HuH 7 cells were incubated for 12 h with gliotoxin and were subsequently treated for 12 h with 50 ng/ml of TNF-alpha . Apoptosis of hepatoma cells was quantified by using the cell death detection ELISA. The results of the control-treated cells were set to 1, and changes in DNA fragmentation as measured with different gliotoxin concentrations used in these experiments are shown as multiples of activation (Fig. 2A). Gliotoxin sensitized hepatoma cells against TNF-alpha -induced apoptosis, whereas only a moderate increase in DNA fragmentation was found when the cells were treated with the fungal metabolite alone.
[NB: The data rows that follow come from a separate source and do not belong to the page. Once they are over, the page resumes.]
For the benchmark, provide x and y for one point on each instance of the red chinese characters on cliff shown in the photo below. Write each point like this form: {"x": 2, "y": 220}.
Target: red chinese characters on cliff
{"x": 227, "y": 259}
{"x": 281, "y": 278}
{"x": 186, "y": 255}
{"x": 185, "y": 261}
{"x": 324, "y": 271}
To test the direct effect of gliotoxin on inhibiting DNA binding of NF-kappa B, gel shift experiments were performed. Gliotoxin inhibited the TNF-alpha -induced nuclear translocation and DNA binding of NF-kappa B in Hep G2 cells in a dose-dependent manner (Fig. 2B). Super-shift experiments with anti-p50 and anti-p65 antibodies indicated that both proteins are present in the complexes appearing after TNF-alpha treatment (Fig. 2C).

The molecular mechanism by which gliotoxin inhibits the activation of NF-kappa B remains unknown. Earlier reports showed that the phosphorylation of its cytoplasmic inhibitor I-kappa B is unaffected by gliotoxin (30). To examine the effect of gliotoxin on I-kappa B, we performed Western blot analysis with cytoplasmic extracts of TNF-alpha -stimulated Hep G2 cells (Fig. 2D). Without stimulation, I-kappa B is detectable in the cytoplasm of the cells. A 10-min treatment with 20 ng/ml TNF-alpha leads to degradation of the NF-kappa B inhibitor. Pretreatment of Hep G2 cells with 1 µg/ml gliotoxin abolishes the degradation of I-kappa B (Fig. 2D). We speculated that gliotoxin might interact with the ubiquitination of the I-kappa B protein and might act as an nonspecific ubiquitination inhibitor. To investigate this possibility, we overexpressed p21 (waf 1), p27 (kip 1), and cyclin E to determine whether the ubiquitination of these proteins might be affected by gliotoxin. Western blot analysis showed that none of these proteins accumulated after treatment with gliotoxin, nor were ubiquitinated higher molecular forms of these proteins detectable (data not shown).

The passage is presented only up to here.